In de kloostergang van de Domkerk te Utrecht vinden we veel afbeeldingen uit het leven van St. Maarten. De stad en de kerk zijn beiden aan deze heilige toegewijd. Eén van de afbeeldingen sluit aan bij de evangelielezing van vandaag. De heilige Martinus stond erom bekend dat hij als bisschop uitzonderlijk bedreven was in het herkennen van het goede en het kwade in deze wereld. Zo gaat er een verhaal dat St.
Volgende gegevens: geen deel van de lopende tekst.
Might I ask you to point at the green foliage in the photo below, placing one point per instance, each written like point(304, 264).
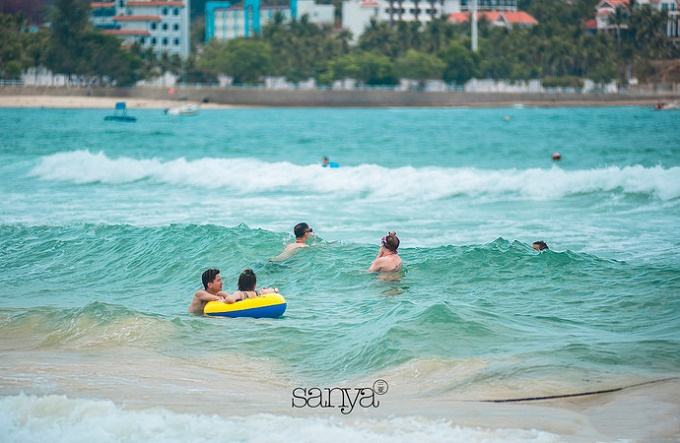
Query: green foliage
point(420, 66)
point(559, 49)
point(563, 82)
point(461, 64)
point(74, 48)
point(247, 60)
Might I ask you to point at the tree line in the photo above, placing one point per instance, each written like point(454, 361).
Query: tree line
point(559, 50)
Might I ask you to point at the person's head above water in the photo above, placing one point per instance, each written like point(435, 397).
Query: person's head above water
point(302, 231)
point(390, 242)
point(212, 282)
point(539, 245)
point(247, 280)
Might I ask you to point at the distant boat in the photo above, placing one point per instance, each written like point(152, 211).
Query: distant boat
point(120, 114)
point(667, 106)
point(183, 110)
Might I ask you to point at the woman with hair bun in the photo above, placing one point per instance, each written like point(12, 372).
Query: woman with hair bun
point(388, 259)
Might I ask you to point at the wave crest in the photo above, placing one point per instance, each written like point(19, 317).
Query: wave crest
point(247, 175)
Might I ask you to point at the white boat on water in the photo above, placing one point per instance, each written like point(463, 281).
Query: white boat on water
point(190, 109)
point(667, 106)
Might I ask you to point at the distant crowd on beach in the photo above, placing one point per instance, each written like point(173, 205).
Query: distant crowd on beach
point(386, 261)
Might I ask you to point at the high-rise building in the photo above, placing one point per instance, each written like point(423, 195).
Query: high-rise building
point(162, 25)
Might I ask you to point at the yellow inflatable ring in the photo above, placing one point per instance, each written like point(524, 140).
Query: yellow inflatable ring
point(263, 306)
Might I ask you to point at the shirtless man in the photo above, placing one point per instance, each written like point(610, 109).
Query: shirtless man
point(212, 282)
point(302, 233)
point(388, 259)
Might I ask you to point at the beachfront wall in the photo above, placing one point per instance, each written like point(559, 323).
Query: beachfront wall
point(162, 25)
point(371, 98)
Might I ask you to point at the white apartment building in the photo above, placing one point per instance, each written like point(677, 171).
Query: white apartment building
point(162, 25)
point(357, 14)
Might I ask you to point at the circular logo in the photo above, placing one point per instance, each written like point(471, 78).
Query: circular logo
point(380, 387)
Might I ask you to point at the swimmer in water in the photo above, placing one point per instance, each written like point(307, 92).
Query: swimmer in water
point(539, 245)
point(212, 284)
point(246, 286)
point(302, 233)
point(388, 259)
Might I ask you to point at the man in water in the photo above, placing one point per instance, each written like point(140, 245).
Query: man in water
point(212, 284)
point(302, 233)
point(388, 259)
point(539, 245)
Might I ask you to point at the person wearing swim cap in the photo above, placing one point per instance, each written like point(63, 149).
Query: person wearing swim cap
point(302, 233)
point(388, 259)
point(246, 286)
point(212, 284)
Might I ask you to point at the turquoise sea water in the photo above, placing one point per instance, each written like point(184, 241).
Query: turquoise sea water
point(105, 229)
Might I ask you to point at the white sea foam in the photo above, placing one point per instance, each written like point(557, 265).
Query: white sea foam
point(250, 175)
point(60, 419)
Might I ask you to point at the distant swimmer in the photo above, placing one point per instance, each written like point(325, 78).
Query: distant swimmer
point(302, 233)
point(212, 284)
point(246, 286)
point(326, 163)
point(388, 259)
point(539, 245)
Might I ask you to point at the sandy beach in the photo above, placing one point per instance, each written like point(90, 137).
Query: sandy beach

Maarten bezoek kreeg van een koninklijke verschijning met een gouden kroon op het hoofd en een purperen mantel om. Deze vriendelijke koning vertelde Martinus dat hij de wedergekomen Jezus zelf was en dat Martinus, vanwege zijn voortreffelijke levensstijl de eer te beurt viel om als eerste Jezus in deze wereld te ontmoeten. De heilige reageerde echter in het geheel niet. Ook toen hij ten tweede male werd aangesproken kwam er geen reactie. Toen de vriendelijke koning hem een derde maal aansprak gaf St. Maarten hem ten antwoord: “Jij bent Jezus niet. Jezus zou nooit als koning uitgedost naar de wereld komen. Hij is gekomen om te dienen, niet om gediend te worden.” De zogenaamde koning verdween uit de kloostercel van Martinus, daarbij een afschuwelijke stank achterlatend.

1930, gravure; Nederland, Amsterdam, boekillustratie (Vereniging Verspreiding Heilige Schrift) 
gravure jezus wilde dieren“Hij verbleef bij de wilde dieren”, zo schrijft Marcus als enige van de drie synoptische evangelisten over Jezus' verblijf in de woestijn. De tekenaar van deze illustratie heeft hier de nadruk op willen leggen. Het is taal die we herkennen uit de psalmen, waar mensen zich belaagd voelen door wilde dieren. Een van die psalmen is psalm 22, vers 13 die een belangrijke rol speelt in het verhaal van de kruisiging.